In this study, the MGA has a fixed population size and generation count: 20 and 50, respectively. In other words, 20 individuals were randomly generated and underwent stages of selection, crossover, and mutation to produce a new solution, thus completing one generation. This process was repeated 50 times to apply the proposed algorithm. After performing these iterations until a specified termination condition is met, the optimal population among the remaining individuals in the generation is considered the optimal coefficient.
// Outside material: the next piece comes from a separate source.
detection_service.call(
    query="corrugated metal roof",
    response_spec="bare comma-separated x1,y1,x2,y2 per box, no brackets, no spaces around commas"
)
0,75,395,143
The two key parameters in our study, the population size (20) and the number of generations (50), were established by optimizing the fitness function to achieve maximum performance. While this choice might appear arbitrary, we conducted sensitivity experiments to validate it. Figure 2 displays how CSI, POD, ACC, and FAR evolved across generations in response to varying population sizes. The colors purple, blue, black, and red represent population sizes of 5, 10, 20, and 30, respectively. A consistent trend observed in all figures is the continuous improvement in the model’s performance up to the initial 10 generations. However, post the 10th generation, there is a notable divergence in performance dependent on the population size. For instance, populations of 5 and 10 show inconsistent performance. In contrast, when the population size exceeds this range, the fluctuations in evaluation metrics with generational progression become less pronounced and tend to stabilize. Given that an excessively large population would lead to extended training times, a population size of 20 was considered optimal.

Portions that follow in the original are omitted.